Aku baru saja bilang aku tidak akan pergi! Conia tampaknya sangat patuh pada aturan. aku tidak berpikir dia akan mundur. Jadi Hikaru mencoba mengubah pendekatannya.

「aku adalah seorang pembawa pesan yang mengirimkan surat Putri Ponsonian.」

"Aku tahu."

「Bukankah seharusnya aku diperlakukan seperti diplomat? Namun aku dikelilingi oleh kesatria kuil yang mencoba membawa aku pergi. Apakah ini cara Menara melakukan sesuatu? 」

"Tidak semuanya. Namun, saat kamu mengirimkan surat itu, kamu kembali menjadi seorang petualang. Kami tidak dapat memperlakukan kamu seperti diplomat setelah itu. 」

「Ya, tentang itu. Tugasku masih belum selesai. Menteri Luar Negeri Ponsonia harus memverifikasi dulu bahwa aku memang sudah menyampaikan surat itu. Jadi, apakah aku tidak mempertahankan status aku sebagai utusan? 」

「Hmm …」 Conia mengelus dagunya. 「Sepertinya kita perlu melihat ke atas jika ada kasus serupa di masa lalu.」 Katanya. 「Baiklah. aku akan memeriksa Menara dan kembali besok. 」

Sial, dia gigih, Pikir Hikaru.

"Satu hal lagi. kamu dicurigai melakukan penyerangan, jadi kamu akan diawasi. 」

「Dipantau? Apakah aku bukan utusan sementara? 」

「Menjadi seorang diplomat tidak mencegah mereka untuk diawasi jika mereka menyerang seseorang.」

「………」

"Baiklah kalau begitu. Seseorang, bangunkan dia. 」

Conia meninggalkan kesatria yang tidak sadarkan diri itu kepada anak buahnya yang lain dan meninggalkan tempat latihan. Para ksatria melotot ke arah Hikaru saat mereka keluar dari tempat itu. Begitu dia sendirian, Hikaru menghela nafas.

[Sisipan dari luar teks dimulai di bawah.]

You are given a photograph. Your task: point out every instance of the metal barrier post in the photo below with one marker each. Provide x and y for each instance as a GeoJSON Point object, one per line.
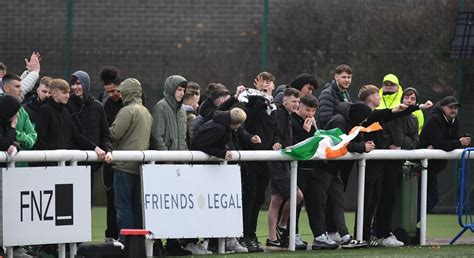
{"type": "Point", "coordinates": [294, 173]}
{"type": "Point", "coordinates": [221, 245]}
{"type": "Point", "coordinates": [360, 200]}
{"type": "Point", "coordinates": [424, 187]}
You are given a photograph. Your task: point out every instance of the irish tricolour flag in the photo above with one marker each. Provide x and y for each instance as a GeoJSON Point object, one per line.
{"type": "Point", "coordinates": [327, 144]}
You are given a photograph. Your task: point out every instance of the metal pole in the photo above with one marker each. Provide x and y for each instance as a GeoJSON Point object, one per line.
{"type": "Point", "coordinates": [424, 187]}
{"type": "Point", "coordinates": [62, 247]}
{"type": "Point", "coordinates": [221, 242]}
{"type": "Point", "coordinates": [360, 200]}
{"type": "Point", "coordinates": [68, 46]}
{"type": "Point", "coordinates": [293, 187]}
{"type": "Point", "coordinates": [264, 35]}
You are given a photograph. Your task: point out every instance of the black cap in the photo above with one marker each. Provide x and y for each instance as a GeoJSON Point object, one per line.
{"type": "Point", "coordinates": [449, 101]}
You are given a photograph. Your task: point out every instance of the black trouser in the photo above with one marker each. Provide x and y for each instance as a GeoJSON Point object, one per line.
{"type": "Point", "coordinates": [108, 178]}
{"type": "Point", "coordinates": [345, 174]}
{"type": "Point", "coordinates": [372, 192]}
{"type": "Point", "coordinates": [392, 172]}
{"type": "Point", "coordinates": [327, 189]}
{"type": "Point", "coordinates": [255, 179]}
{"type": "Point", "coordinates": [307, 182]}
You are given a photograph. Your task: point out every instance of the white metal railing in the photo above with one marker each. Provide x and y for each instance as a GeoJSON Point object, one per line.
{"type": "Point", "coordinates": [197, 156]}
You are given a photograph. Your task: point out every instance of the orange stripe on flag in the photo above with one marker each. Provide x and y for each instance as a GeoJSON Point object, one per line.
{"type": "Point", "coordinates": [371, 128]}
{"type": "Point", "coordinates": [332, 154]}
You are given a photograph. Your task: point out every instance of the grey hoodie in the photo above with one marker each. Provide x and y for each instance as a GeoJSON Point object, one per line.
{"type": "Point", "coordinates": [132, 126]}
{"type": "Point", "coordinates": [169, 119]}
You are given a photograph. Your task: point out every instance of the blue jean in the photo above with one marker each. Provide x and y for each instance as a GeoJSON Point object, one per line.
{"type": "Point", "coordinates": [127, 201]}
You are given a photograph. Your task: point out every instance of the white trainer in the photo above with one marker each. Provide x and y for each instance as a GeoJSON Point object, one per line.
{"type": "Point", "coordinates": [334, 236]}
{"type": "Point", "coordinates": [197, 248]}
{"type": "Point", "coordinates": [391, 241]}
{"type": "Point", "coordinates": [233, 245]}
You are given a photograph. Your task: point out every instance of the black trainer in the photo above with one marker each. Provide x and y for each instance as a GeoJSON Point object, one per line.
{"type": "Point", "coordinates": [252, 245]}
{"type": "Point", "coordinates": [278, 244]}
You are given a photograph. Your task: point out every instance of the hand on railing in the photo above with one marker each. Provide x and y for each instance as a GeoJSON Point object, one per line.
{"type": "Point", "coordinates": [228, 155]}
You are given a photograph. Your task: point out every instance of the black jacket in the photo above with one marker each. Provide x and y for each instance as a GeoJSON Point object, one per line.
{"type": "Point", "coordinates": [215, 136]}
{"type": "Point", "coordinates": [111, 108]}
{"type": "Point", "coordinates": [441, 134]}
{"type": "Point", "coordinates": [260, 123]}
{"type": "Point", "coordinates": [329, 99]}
{"type": "Point", "coordinates": [56, 130]}
{"type": "Point", "coordinates": [90, 118]}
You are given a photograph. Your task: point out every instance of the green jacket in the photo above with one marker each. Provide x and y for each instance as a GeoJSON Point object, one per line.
{"type": "Point", "coordinates": [169, 119]}
{"type": "Point", "coordinates": [25, 130]}
{"type": "Point", "coordinates": [132, 125]}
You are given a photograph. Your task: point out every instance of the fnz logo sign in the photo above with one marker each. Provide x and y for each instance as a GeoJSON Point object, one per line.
{"type": "Point", "coordinates": [45, 205]}
{"type": "Point", "coordinates": [37, 205]}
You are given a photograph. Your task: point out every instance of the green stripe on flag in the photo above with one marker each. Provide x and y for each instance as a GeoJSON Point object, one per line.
{"type": "Point", "coordinates": [306, 149]}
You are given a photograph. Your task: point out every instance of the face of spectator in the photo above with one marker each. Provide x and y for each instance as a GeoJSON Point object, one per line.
{"type": "Point", "coordinates": [266, 86]}
{"type": "Point", "coordinates": [60, 96]}
{"type": "Point", "coordinates": [291, 103]}
{"type": "Point", "coordinates": [12, 88]}
{"type": "Point", "coordinates": [343, 80]}
{"type": "Point", "coordinates": [373, 98]}
{"type": "Point", "coordinates": [450, 111]}
{"type": "Point", "coordinates": [305, 111]}
{"type": "Point", "coordinates": [389, 86]}
{"type": "Point", "coordinates": [306, 90]}
{"type": "Point", "coordinates": [409, 99]}
{"type": "Point", "coordinates": [77, 88]}
{"type": "Point", "coordinates": [235, 126]}
{"type": "Point", "coordinates": [112, 92]}
{"type": "Point", "coordinates": [179, 93]}
{"type": "Point", "coordinates": [195, 103]}
{"type": "Point", "coordinates": [221, 100]}
{"type": "Point", "coordinates": [43, 92]}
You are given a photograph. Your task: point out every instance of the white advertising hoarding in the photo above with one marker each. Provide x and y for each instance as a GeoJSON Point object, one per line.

「Dia jauh lebih menyebalkan dari yang diharapkan. Seorang pengamat terdengar seperti rasa sakit yang luar biasa. aku kira aku harus menyelesaikan masalah ini sendiri. 」

Hikaru mulai berjalan. Saat dia menyalakan Stealth-nya, dia perlahan menghilang, seolah-olah menjadi satu dengan udara di sekitarnya.